L'opposition est indésirable

La pseudo-opposition entre les Verts et la Gauche est toutefois souhaitable.

Les votes décisifs, en particulier, ont été favorables au gouvernement. Le remplacement de Scholz par Merz nécessitait également les voix des Verts et du parti Die Linke. Très rapidement, dès le lendemain du premier vote infructueux, les négociateurs de la CDU et du SPD ont obtenu les votes nécessaires. Le gouvernement de coalition avait versé des sommes considérables aux organisations écologistes, aux fondations, etc., et des honoraires avaient été versés pour les postes à responsabilité. L'enjeu financier était donc important. Par conséquent, obtenir leur approbation pour l'élection de Merz n'a pas été difficile.

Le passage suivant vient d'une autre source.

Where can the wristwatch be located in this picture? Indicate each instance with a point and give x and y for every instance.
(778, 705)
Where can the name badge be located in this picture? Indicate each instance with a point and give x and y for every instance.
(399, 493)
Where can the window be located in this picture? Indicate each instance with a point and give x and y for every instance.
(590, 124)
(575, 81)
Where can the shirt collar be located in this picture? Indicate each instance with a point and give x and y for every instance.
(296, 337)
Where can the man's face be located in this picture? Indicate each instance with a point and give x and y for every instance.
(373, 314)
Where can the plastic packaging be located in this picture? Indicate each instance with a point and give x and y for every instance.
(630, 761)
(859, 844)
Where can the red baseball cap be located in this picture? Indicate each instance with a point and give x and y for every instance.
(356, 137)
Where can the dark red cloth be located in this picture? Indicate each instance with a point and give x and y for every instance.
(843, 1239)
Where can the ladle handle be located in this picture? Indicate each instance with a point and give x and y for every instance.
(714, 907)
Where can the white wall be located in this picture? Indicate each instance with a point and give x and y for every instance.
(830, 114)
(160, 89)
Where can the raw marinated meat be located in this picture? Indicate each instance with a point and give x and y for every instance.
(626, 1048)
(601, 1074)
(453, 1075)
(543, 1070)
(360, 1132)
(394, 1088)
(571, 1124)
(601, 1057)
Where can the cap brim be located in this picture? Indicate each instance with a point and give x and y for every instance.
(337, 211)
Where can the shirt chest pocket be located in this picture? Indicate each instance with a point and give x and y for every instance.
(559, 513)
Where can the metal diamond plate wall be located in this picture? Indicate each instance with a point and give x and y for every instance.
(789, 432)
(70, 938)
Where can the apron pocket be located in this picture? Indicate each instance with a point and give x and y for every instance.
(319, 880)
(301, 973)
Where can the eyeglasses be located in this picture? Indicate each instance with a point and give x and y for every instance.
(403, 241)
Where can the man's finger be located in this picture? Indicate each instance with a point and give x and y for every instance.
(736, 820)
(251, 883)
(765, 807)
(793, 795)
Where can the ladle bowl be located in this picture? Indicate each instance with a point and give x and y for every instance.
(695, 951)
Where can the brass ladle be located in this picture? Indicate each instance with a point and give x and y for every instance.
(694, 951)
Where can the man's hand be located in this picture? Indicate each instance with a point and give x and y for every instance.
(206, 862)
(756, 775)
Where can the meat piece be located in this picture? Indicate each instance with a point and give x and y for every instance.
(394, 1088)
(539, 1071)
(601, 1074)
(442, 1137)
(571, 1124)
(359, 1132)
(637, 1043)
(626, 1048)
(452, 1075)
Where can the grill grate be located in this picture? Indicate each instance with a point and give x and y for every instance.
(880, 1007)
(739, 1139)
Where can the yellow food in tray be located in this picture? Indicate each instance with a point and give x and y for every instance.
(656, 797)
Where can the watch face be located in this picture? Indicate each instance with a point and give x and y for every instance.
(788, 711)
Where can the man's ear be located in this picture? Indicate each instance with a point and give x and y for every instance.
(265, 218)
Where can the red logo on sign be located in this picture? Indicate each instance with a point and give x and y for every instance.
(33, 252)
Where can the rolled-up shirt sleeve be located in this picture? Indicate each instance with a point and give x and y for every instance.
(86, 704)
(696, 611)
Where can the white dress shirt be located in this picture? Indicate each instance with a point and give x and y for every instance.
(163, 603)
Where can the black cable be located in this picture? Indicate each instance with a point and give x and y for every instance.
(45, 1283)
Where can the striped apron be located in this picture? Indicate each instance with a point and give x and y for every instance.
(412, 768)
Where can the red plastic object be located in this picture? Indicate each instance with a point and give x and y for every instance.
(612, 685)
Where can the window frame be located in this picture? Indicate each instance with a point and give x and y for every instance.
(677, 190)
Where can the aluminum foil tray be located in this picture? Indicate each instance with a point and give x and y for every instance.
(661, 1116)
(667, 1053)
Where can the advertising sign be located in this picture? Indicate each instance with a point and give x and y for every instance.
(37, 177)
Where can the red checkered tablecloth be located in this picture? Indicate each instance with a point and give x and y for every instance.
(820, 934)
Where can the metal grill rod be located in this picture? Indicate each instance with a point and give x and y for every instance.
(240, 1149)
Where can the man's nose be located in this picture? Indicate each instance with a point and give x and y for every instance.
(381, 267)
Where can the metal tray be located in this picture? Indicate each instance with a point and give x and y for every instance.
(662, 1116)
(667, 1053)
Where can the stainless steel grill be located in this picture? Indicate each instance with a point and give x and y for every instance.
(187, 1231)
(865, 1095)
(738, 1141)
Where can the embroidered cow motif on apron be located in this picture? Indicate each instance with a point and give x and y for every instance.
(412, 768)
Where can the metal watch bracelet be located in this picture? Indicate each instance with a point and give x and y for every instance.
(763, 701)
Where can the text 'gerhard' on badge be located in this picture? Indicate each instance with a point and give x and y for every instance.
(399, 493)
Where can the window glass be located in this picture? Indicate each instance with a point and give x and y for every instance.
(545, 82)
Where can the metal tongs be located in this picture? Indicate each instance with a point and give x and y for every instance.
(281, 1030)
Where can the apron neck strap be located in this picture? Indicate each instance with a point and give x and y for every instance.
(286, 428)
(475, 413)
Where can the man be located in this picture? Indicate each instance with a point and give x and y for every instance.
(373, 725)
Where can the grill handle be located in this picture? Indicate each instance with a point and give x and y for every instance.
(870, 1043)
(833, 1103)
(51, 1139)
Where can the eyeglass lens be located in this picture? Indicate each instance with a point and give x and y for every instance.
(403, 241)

Les négociations avec le parti de gauche se sont déroulées en secret. À ce jour, l'identité des bénéficiaires des paiements demeure inconnue. Il s'agissait vraisemblablement de versements directs assortis de promesses de versements ultérieurs. Ceci a permis de faire passer la réforme constitutionnelle, malgré l'élection du nouveau Bundestag. Par ailleurs, le soutien des deux partis d'opposition était toujours nécessaire pour le réarmement, qui implique un endettement colossal. Afin de garantir le bon déroulement des opérations, les Verts et Die Linke se font discrets ; toute autre contribution serait compromise.

Les Verts se révèlent même être des partisans radicaux des coupes dans les aides sociales. Leur électorat est composé d'universitaires bien protégés, qui se contentent de travailler au-delà de 65 ans et restent donc à l'abri des réductions des prestations sociales.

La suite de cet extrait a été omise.